Gorsuch hasn’t exactly been shy about his disdain for Chevron deference. In 2022, he wrote in one dissent that it deserved a “tombstone no one can miss,” out of respect for “the ordinary individuals who are unexpectedly caught in the whipsaw of all the rule changes a broad reading of Chevron invites.”
Anschutz may well be among those “ordinary individuals” Gorsuch had in mind. The Washington Examiner owner has extensive connections not just to Gorsuch but to a network of Republican-aligned groups eager to see Chevron deference go. He’s funded Americans for Prosperity, the right-wing nonprofit representing plaintiffs in the Loper case. Anschutz’s foundations have also donated generously to other groups that have filed amicus briefs in support of overturning Chevron, including the Mountain States Legal Foundation, the Pacific Legal Foundation, and the National Right to Work Legal Defense Foundation. He’s donated, as well, to the Federalist Society, which has been a key player in planting right-wing judges throughout the judicial branch. Since 2016, Anschutz has also given generously to Republican politicians and campaign groups, including the National Republican Senatorial Committee and the Republican National Committee.

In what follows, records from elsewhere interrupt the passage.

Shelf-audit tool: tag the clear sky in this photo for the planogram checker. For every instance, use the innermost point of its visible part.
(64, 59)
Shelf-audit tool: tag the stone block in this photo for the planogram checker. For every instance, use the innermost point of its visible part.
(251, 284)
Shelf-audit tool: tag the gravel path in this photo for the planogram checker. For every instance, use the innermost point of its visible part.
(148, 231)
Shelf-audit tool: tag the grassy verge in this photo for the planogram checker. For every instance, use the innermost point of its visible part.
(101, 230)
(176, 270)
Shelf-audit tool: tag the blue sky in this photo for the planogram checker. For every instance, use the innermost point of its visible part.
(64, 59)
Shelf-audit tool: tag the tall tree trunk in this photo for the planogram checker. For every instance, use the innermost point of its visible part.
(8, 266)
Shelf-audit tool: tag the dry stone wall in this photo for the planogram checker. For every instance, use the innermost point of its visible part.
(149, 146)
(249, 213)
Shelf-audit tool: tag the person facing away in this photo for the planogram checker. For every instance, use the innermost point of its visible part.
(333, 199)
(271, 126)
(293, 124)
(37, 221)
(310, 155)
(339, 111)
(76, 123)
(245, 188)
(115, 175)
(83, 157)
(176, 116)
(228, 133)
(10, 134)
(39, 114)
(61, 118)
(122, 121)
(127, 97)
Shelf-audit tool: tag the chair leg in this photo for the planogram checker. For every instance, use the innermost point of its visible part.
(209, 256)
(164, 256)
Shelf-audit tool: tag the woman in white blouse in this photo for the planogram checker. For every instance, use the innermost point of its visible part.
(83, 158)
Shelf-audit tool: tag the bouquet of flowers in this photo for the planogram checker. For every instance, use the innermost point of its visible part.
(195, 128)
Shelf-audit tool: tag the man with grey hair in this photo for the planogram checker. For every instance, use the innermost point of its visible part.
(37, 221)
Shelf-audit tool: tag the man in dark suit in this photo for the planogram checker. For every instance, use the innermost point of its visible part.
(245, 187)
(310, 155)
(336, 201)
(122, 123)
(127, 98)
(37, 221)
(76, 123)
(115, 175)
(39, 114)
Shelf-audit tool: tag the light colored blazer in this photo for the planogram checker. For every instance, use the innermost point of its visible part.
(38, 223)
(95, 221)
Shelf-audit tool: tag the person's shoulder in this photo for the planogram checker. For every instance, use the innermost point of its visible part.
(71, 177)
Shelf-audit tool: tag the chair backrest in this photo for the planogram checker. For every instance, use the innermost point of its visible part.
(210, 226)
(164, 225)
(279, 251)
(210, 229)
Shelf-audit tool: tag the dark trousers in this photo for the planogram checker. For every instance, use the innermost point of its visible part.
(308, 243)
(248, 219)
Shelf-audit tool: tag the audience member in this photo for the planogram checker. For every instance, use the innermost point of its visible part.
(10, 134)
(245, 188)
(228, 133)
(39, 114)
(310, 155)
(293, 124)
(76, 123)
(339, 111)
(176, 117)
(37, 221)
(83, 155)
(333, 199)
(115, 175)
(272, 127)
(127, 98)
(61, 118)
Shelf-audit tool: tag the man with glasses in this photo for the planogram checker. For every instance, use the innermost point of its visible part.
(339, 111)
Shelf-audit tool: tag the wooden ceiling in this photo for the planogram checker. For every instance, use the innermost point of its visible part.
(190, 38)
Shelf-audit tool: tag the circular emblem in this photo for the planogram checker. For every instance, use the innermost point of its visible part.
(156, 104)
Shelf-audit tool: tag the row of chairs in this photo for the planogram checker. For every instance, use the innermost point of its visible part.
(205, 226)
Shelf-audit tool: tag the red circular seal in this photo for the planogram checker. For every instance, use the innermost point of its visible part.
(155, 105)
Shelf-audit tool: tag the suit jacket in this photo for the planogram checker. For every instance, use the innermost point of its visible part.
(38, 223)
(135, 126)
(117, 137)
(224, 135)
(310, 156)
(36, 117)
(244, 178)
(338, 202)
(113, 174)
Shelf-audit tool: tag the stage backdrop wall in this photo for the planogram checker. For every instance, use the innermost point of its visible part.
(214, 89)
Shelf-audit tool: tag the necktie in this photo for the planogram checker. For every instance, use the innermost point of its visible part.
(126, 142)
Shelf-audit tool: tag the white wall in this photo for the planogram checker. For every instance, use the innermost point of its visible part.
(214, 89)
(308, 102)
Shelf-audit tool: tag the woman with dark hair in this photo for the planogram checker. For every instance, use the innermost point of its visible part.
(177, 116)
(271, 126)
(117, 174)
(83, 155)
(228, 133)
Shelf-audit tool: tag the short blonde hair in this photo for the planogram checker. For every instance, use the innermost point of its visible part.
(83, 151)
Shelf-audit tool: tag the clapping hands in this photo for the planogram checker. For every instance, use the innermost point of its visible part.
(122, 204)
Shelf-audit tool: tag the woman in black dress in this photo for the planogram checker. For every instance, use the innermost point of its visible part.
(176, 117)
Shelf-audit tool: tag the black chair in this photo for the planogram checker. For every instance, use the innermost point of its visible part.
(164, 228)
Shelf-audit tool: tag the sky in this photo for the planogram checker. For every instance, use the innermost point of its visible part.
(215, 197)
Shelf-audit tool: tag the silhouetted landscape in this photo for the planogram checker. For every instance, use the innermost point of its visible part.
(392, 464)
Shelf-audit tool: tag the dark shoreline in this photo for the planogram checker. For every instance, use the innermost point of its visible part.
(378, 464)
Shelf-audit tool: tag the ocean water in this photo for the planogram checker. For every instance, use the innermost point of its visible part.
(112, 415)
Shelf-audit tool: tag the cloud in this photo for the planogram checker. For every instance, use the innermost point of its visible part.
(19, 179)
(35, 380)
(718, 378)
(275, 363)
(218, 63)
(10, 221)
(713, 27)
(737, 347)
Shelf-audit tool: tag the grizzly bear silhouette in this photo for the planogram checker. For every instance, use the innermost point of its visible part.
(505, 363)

Watchdog groups, including Accountable.US, have called on Gorsuch to recuse himself over his relationship with Anschutz. As of writing this, on Tuesday afternoon, he hasn’t done so. Should Gorsuch eventually opt to side with Loper Bright Enterprises and overturn the Chevron doctrine, it’ll cement the Supreme Court’s reputation as a pay-for-play venue where billionaires can fetch a big return on their investments in future Supreme Court justices and the organizations that help them into their august robes.